In the past, argues Whitaker, many people who experienced a psychotic breakdown could gradually recover and return to work with the help of counseling and a supportive community. Now prescription drugs, especially when used long-term, render too many individuals with mental illnesses permanently incapable of fulfilling the demands of a job or even a social life.

Also problematic are recent trends in which patients taking one of these drugs end up having to take cocktails of four or more powerful prescriptions combined, in attempts to renew the original drug's fading effectiveness or to counteract multiplying side effects.

"We can’t keep going down this path," Whitaker told me over the phone.
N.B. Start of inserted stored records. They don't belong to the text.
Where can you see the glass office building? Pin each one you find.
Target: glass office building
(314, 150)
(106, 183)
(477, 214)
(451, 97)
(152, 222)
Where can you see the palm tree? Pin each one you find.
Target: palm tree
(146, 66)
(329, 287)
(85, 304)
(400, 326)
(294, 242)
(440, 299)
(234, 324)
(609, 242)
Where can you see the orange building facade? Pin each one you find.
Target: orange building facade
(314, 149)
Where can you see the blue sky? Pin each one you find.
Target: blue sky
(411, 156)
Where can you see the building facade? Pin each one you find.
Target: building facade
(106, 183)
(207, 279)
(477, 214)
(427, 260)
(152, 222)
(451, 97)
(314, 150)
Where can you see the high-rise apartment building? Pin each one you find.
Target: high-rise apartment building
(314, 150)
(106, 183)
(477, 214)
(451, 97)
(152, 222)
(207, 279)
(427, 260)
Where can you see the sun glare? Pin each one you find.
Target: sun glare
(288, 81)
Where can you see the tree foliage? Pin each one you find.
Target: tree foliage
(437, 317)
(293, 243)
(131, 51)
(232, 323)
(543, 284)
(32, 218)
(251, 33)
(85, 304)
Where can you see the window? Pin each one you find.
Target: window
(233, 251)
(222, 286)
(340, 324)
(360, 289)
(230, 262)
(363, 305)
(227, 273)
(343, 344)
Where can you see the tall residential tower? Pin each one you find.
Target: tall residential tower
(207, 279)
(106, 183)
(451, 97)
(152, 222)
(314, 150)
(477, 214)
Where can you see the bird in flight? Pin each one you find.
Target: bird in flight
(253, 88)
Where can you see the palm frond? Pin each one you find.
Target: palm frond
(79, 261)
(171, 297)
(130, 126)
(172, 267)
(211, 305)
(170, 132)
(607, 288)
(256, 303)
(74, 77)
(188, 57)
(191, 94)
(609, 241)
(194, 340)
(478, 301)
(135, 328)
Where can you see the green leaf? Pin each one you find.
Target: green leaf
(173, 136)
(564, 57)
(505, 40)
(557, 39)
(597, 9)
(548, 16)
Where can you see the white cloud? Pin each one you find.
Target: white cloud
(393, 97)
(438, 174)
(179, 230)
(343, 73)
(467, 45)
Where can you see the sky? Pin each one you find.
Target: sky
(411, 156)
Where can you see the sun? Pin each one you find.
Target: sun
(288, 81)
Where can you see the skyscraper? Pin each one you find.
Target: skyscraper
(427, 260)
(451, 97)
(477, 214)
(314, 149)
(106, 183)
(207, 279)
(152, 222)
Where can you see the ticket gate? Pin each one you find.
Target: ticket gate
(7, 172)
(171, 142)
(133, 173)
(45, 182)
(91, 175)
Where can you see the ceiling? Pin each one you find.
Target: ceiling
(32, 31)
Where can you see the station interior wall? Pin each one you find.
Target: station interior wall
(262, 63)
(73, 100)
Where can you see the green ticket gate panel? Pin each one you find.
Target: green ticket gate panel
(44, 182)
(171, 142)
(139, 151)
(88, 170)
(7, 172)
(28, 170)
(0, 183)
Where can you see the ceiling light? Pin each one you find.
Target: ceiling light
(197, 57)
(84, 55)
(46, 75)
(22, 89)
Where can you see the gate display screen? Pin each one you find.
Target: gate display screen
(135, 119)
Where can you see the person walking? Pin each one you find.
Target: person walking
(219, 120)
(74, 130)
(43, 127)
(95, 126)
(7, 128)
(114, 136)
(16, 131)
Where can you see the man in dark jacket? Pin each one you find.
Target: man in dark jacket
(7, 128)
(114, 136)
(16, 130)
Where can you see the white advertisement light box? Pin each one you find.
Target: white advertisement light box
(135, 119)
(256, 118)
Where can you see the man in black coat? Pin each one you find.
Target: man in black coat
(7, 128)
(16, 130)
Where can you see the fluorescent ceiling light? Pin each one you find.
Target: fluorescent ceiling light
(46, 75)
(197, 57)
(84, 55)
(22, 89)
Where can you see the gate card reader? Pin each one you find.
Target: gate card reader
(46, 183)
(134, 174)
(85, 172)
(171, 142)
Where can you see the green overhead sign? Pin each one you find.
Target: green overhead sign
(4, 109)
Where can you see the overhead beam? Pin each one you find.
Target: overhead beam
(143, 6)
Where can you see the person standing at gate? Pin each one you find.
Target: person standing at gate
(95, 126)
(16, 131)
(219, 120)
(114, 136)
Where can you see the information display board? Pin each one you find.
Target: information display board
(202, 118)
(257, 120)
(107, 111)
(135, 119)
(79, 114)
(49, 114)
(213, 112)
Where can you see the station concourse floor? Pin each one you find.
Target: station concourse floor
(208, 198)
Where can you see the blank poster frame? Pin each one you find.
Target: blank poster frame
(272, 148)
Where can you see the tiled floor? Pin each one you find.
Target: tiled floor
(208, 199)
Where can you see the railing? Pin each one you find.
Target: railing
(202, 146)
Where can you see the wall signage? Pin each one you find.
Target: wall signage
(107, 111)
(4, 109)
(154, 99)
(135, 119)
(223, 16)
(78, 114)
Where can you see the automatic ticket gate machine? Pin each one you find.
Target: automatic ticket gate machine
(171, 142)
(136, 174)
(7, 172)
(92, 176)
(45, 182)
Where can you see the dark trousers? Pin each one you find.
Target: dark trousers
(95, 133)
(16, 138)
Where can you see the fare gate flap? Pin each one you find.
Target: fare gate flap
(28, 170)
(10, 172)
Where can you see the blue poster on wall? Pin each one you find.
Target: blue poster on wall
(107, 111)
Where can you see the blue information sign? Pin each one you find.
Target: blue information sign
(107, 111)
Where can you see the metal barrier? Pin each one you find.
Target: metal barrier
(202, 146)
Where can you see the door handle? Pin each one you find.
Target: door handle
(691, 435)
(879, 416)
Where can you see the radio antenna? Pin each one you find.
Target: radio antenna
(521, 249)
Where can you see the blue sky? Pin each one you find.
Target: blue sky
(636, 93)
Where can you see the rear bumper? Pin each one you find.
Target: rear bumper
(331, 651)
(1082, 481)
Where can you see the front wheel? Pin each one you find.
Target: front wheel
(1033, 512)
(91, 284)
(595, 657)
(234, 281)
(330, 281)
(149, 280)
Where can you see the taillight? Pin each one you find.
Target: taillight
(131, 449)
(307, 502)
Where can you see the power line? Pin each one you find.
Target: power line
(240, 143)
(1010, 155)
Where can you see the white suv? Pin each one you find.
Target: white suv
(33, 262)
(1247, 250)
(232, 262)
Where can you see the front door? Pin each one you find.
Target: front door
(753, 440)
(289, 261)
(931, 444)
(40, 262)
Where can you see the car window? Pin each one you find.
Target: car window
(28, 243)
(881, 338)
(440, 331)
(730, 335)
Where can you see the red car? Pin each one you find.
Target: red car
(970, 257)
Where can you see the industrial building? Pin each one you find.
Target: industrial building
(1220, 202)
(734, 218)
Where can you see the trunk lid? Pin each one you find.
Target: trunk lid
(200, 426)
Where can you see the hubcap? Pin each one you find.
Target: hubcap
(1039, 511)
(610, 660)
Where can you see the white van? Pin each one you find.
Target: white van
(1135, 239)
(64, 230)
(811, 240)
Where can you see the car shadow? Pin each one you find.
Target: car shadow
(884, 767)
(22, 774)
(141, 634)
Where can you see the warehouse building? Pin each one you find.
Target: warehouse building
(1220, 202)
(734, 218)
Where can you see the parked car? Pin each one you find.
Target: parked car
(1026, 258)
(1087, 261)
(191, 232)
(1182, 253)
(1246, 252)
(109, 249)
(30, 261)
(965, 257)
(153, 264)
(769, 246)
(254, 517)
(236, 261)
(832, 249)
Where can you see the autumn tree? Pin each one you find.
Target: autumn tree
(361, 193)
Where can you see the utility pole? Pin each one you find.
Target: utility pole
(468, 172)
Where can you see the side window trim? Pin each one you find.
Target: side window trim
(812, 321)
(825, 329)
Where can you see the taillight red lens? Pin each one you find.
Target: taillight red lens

About medications for depression, for instance, he said, "Normally depression is considered pretty mild, and you can expect to get better." But antidepressants increase the risk of being tipped into a manic or psychotic episode. "Then there’s the chance you’ll be diagnosed with a bipolar disorder, which is much more disabling." Antidepressants, he said, are "one of the big pathways to bipolar."

And compared to 70-80 years ago, Whitaker said, "the course of bipolar is now more rapid-cycling, more mixed-moods, more depression between moods, more unemployment, and you also have more experts in the field saying that there used to be better outcomes, that people are now less functional.... Even with schizophrenia you see a decline in employment now." Medications for ADHD can impair health in the long run, too.

"Promoters [of psychiatric medications] admit the evidence doesn’t show they improve long-term functioning," said Whitaker. However, "that doesn’t mean there’s no place for meds." His book explicitly argues that they are sometimes called for. The challenge he raises in Anatomy of an Epidemic, which won the IRE 2010 book award from Investigative Reporters and Editors, is not to psychiatric drugs per se but to their automatic, long-term, exclusive use in mental health care.

Many physicians who prescribe antipsychotics have been influenced by heavy marketing campaigns, and sometimes by lavish payments for consulting work on behalf of a pharmaceuticals industry that makes billions of dollars in profits every year from the sale of drugs for schizophrenia, bipolar disorder, ADHD, and depression. An egregious instance was described in a New York Times article that appeared in 2009.

So there's ongong controversy around this book. Some mental-health care providers fear that even raising a question about the value of these medications could harm clients who really need them, when persuading people with delusions to adhere to a doctor's orders is a challenge to begin with. Further, said Whitaker, "I understand why this can be a threatening discussion if you’re someone involved in the delivery of care, a psychiatrist, social worker, psychologist." People go into the field "because they want to help, and don’t want to think they’re doing harm. It's an upsetting conversation."

But "clearly some attacks [on the book] arise out of financial reasons," Whitaker said. Indeed, a Massachusetts psychiatrist who publicly assailed the science behind Anatomy of an Epidemic was a consultant for 22 companies in the pharmaceuticals industry, had received grants from 12, and was on the speakers' bureaus of seven.

Whitaker presents what he sees as a better paradigm of mental health care: a combination of short-term meds, therapy, and other in-person support, which can help a surprisingly high percentage of people get through a psychotic break and avoid a lifelong, potentially disabling dependence on antipsychotic medications.

If you go: Robert Whitaker, Anatomy of an Epidemic (Crown, 2010), reads Tuesday, May 10, at 5 p.m., Elliott Bay Book Company, 1521 Tenth Ave. and at 7 p.m., Ravenna Third Place Books, 6504 20th Ave. NE.